In a bid to drive digital growth, the US tech giant has struggled to recruit enough couriers to safely and reliably deliver parcels, which should land Amazon billions.
The world’s most popular online retailer has branched into a range of new businesses and is investing billions on building its Amazon Prime delivery network, according to a recent report in the Wall Street Journal.
Already, the Seattle-based company boasts the world’s largest network of delivery trucks, and has also driven the development of its own shipping containers, testing the idea that their wider range of sizes and materials mean they can serve a multitude of delivery options.
While all of these efforts have helped Amazon reach its lofty goal of reaching 10 billion shipments a year, which equates to more than half of all packages sold in the US, its expansion into other parts of the global economy, such as its bricks-and-mortar retail stores, has been slower than it hoped.
So it is responding by building out its delivery networks and cutting out the middle man — namely couriers. This is already evident in the Amazon contract workers pictured here, who sit behind a truck in a row waiting to get to a city’s airport in an aging van.
While the aforementioned contract workers would appear to be a “carrier” in the eyes of Amazon, their work is actually a peripheral aspect of the company’s cargo vehicles. Indeed, most are carried around by drivers who are also using the vans.
The contracted-for company, New Edge Logistics, usually got around paperwork issues by simply providing Amazon’s customers with maps of where the the vans would travel around the airport before sending out the drivers. The company would also supply the driving skills of the workers too, explained CEO Rick Marchant.
“When Amazon wants someone to pick up packages, New Edge’s big advantage is getting people that have ‘it,’ having drive-time, making money and getting to where they need to go. Amazon would never hire a live truck driver.”
Analysts say Amazon spends $3.4 billion a year on “bulk” delivery costs, covering the cost of storing and ship parcels or “stacking” them on trucks to spend fewer resources delivering parcels to customers.
This “bulk” is two thirds the amount charged to grocery shoppers by the likes of Walmart, but it is also working out to be three times the bill of UPS and FedEx, despite the huge costs of hiring, running and caring for the truckers.
Amazon has its own cash vans, too, to deliver goods more quickly.
And while this information may seem like routine, cartography is absolutely crucial in the shipping industry.
Think the roads look cluttered at rush hour? While the biggest logistics companies in the world could step in and do it quicker than anyone else, the route changes required could potentially be devastating to some roads. And, again, don’t think trucks have to be painted green to be serviceable.
Mountainous areas are known to be particularly difficult for pickups, with inbound transport encountering either abrupt or severe alterations in roads that may cause a loss of time and distance.

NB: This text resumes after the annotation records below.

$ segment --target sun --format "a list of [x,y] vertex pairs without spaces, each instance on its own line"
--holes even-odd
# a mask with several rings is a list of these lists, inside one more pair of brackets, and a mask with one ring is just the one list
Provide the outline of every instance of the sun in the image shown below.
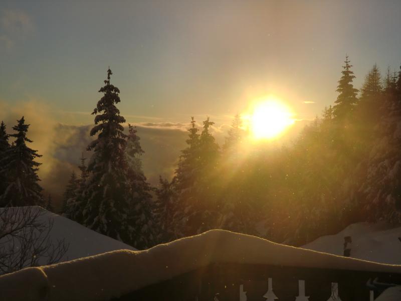
[[294,123],[290,109],[274,98],[257,103],[250,118],[250,128],[256,139],[274,139]]

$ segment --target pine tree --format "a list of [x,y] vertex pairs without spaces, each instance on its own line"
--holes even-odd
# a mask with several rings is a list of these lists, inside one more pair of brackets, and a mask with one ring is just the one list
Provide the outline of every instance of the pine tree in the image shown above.
[[129,187],[127,198],[130,200],[128,223],[132,233],[129,241],[136,248],[144,249],[151,246],[155,238],[152,219],[151,189],[142,169],[140,156],[144,152],[136,132],[135,127],[128,123],[125,153],[127,165],[126,176]]
[[188,129],[189,138],[185,141],[188,146],[181,151],[178,167],[172,181],[173,189],[177,194],[177,204],[173,215],[175,223],[171,230],[173,239],[187,235],[185,231],[188,221],[187,216],[191,208],[191,200],[196,194],[195,188],[197,185],[199,161],[199,135],[193,117],[191,117],[190,123],[191,126]]
[[199,138],[196,182],[186,200],[186,235],[200,233],[215,228],[220,219],[221,207],[218,195],[217,170],[220,159],[219,146],[210,131],[214,122],[211,121],[208,117],[203,124]]
[[49,195],[47,199],[47,204],[46,204],[46,210],[51,212],[54,212],[54,208],[53,208],[53,201],[52,200],[52,196]]
[[352,85],[355,76],[350,70],[352,65],[349,64],[350,62],[348,59],[348,56],[345,56],[344,63],[345,66],[342,66],[344,70],[341,71],[342,76],[338,81],[336,90],[340,94],[334,101],[335,104],[333,108],[333,114],[336,119],[343,119],[348,116],[353,110],[357,101],[356,94],[358,90]]
[[191,117],[191,127],[188,129],[189,138],[186,140],[188,146],[181,152],[178,168],[175,171],[175,185],[179,191],[188,189],[193,185],[195,170],[198,168],[199,135],[195,125],[195,119]]
[[[74,175],[71,175],[69,186],[65,193],[66,210],[64,211],[64,215],[70,219],[80,223],[83,223],[83,212],[86,205],[86,202],[83,194],[86,187],[86,181],[89,177],[87,168],[85,164],[86,158],[84,158],[83,153],[80,160],[81,165],[78,166],[78,168],[81,171],[81,175],[78,178],[75,173],[73,173]],[[74,183],[74,181],[75,184]]]
[[120,101],[120,90],[110,84],[112,74],[109,69],[105,85],[99,91],[103,96],[92,113],[96,117],[90,134],[98,135],[88,146],[93,153],[87,169],[90,176],[81,196],[82,222],[99,233],[128,241],[132,231],[128,224],[126,135],[121,125],[125,119],[115,106]]
[[2,121],[2,124],[0,125],[0,154],[2,158],[10,147],[9,135],[6,131],[6,124]]
[[[66,190],[63,195],[64,198],[62,208],[62,212],[69,218],[71,218],[71,215],[73,213],[72,204],[76,200],[78,183],[79,181],[77,179],[77,175],[75,174],[75,172],[73,172],[71,173],[71,176],[68,181],[68,184],[67,185]],[[71,219],[73,219],[71,218]]]
[[41,205],[42,188],[38,183],[40,180],[37,174],[41,164],[34,160],[42,155],[26,144],[32,141],[27,137],[29,124],[25,124],[24,116],[17,121],[18,124],[13,127],[17,132],[10,135],[15,137],[15,141],[0,159],[2,173],[7,175],[6,189],[0,196],[0,206]]
[[228,135],[223,145],[223,152],[229,157],[234,157],[238,159],[239,148],[243,141],[245,131],[242,128],[242,120],[239,114],[234,116],[231,127],[229,130]]
[[219,147],[215,137],[210,133],[209,128],[215,124],[209,117],[203,122],[204,128],[199,139],[199,166],[201,170],[212,168],[215,169],[219,156]]
[[79,168],[79,170],[81,171],[80,181],[84,183],[88,179],[88,175],[87,168],[85,164],[85,161],[86,160],[86,158],[84,158],[83,153],[82,153],[80,160],[81,161],[81,165],[78,167],[78,168]]
[[399,71],[395,81],[395,91],[397,95],[399,97],[401,97],[401,66],[399,66]]
[[395,94],[395,84],[396,77],[395,75],[392,75],[390,72],[389,67],[387,69],[387,73],[384,78],[383,92],[387,95],[393,95]]
[[174,238],[173,225],[174,215],[177,211],[176,195],[173,183],[159,178],[159,188],[155,190],[156,201],[155,217],[157,221],[157,241],[159,243],[170,241]]
[[[9,135],[6,131],[6,124],[2,121],[2,125],[0,125],[0,171],[2,171],[4,165],[6,162],[3,162],[2,158],[6,157],[6,153],[10,148],[9,143]],[[6,171],[0,173],[0,196],[1,196],[6,190],[6,182],[7,182],[7,175]]]
[[361,89],[361,100],[364,101],[373,100],[375,97],[380,95],[382,90],[381,76],[377,66],[375,64],[365,77],[365,81]]

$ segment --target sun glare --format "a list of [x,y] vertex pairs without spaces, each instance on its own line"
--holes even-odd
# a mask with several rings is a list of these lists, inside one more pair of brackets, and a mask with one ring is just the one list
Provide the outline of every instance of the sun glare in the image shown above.
[[289,109],[274,99],[257,103],[250,116],[250,127],[256,139],[273,139],[279,136],[294,119]]

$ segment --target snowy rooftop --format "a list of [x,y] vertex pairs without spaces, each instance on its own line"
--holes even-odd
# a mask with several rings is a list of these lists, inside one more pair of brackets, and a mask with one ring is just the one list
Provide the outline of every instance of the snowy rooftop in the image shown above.
[[342,255],[344,238],[350,236],[350,257],[391,264],[401,264],[401,227],[384,222],[350,225],[335,235],[319,237],[302,247],[315,251]]
[[[50,232],[50,238],[53,242],[65,239],[69,244],[67,252],[61,259],[66,261],[81,257],[102,254],[116,250],[136,249],[121,241],[113,239],[92,231],[70,219],[53,213],[39,206],[20,207],[22,209],[42,211],[38,221],[48,223],[53,222],[53,228]],[[0,208],[0,211],[4,208]]]
[[[46,299],[50,300],[109,300],[213,263],[401,274],[400,265],[343,257],[214,230],[144,251],[114,251],[2,276],[0,297],[13,300],[44,300],[48,297]],[[21,289],[23,285],[24,290]]]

Geography is just one of the challenges. Even if Amazon’s vehicles are able to get to a couriers’ job with established routes, getting packages to the recipient’s doorstep is only half the battle. Getting there safely is the most challenging aspect of the problem, leading to far more incidents than the logistics companies handle.

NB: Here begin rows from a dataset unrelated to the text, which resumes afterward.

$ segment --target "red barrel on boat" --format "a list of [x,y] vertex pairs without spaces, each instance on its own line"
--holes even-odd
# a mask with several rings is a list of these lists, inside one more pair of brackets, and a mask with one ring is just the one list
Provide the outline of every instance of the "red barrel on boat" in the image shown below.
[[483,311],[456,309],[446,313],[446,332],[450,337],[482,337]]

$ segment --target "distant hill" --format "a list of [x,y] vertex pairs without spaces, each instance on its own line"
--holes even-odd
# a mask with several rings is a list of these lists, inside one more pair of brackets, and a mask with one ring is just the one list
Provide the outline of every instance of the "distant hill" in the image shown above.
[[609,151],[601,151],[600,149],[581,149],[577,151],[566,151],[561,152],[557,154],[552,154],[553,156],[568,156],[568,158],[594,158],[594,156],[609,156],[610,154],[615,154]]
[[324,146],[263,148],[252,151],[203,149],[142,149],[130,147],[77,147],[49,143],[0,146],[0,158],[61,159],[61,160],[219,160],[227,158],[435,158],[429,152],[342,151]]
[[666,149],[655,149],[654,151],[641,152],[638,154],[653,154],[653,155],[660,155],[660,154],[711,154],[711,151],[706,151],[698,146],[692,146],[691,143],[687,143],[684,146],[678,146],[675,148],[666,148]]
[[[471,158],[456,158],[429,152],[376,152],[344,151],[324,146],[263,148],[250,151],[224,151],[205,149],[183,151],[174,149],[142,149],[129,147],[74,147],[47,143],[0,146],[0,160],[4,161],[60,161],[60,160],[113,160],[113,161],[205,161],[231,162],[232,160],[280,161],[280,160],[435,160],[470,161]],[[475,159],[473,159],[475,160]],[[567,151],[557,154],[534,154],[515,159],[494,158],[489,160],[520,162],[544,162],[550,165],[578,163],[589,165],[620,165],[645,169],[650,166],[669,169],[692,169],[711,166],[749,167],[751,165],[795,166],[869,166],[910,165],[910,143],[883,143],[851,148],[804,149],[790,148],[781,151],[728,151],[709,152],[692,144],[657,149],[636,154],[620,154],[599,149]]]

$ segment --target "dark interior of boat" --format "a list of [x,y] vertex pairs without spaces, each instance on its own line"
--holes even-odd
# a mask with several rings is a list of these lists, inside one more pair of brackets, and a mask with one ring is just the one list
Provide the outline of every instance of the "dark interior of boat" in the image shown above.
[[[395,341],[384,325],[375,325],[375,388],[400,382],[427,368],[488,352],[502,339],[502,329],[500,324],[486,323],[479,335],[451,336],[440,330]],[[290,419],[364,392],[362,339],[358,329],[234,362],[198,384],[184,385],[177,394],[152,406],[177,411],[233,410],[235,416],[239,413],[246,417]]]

Ever wonder why so many accidents happen at certain times of day? Amazon’s vehicles are forced to take extreme paths on the roads — in particular after midnight and before dawn.

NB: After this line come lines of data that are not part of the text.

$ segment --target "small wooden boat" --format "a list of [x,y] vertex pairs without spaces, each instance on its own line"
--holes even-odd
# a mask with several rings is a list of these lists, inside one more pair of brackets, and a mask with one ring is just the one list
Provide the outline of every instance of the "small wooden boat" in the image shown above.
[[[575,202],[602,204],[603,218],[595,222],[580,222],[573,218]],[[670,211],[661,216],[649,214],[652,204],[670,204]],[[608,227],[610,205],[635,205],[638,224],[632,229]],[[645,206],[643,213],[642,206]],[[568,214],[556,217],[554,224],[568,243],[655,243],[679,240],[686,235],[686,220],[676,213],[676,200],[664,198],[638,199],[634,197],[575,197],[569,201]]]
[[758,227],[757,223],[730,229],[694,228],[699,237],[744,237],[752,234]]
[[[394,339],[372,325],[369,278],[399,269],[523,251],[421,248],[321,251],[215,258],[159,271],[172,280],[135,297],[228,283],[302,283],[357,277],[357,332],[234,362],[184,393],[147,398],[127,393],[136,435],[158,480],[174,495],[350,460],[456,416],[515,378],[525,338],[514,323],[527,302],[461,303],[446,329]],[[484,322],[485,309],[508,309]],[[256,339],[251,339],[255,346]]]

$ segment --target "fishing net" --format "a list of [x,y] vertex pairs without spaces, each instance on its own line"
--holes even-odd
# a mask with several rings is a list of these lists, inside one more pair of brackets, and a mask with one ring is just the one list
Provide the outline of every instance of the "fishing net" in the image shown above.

In fact, government-mandated speed restrictions are often not enforced or enforced only minimally when delivering online from the US’s busiest cities — such as New York, Los Angeles and Chicago.
And it’s not just major US cities that have slow streets. Even when traffic speeds are high, the supply of people capable of safely travelling on a busy city’s roads is tiny. In fact, Amazon is only operating in 20% of the US, so it faces challenges no matter where it operates.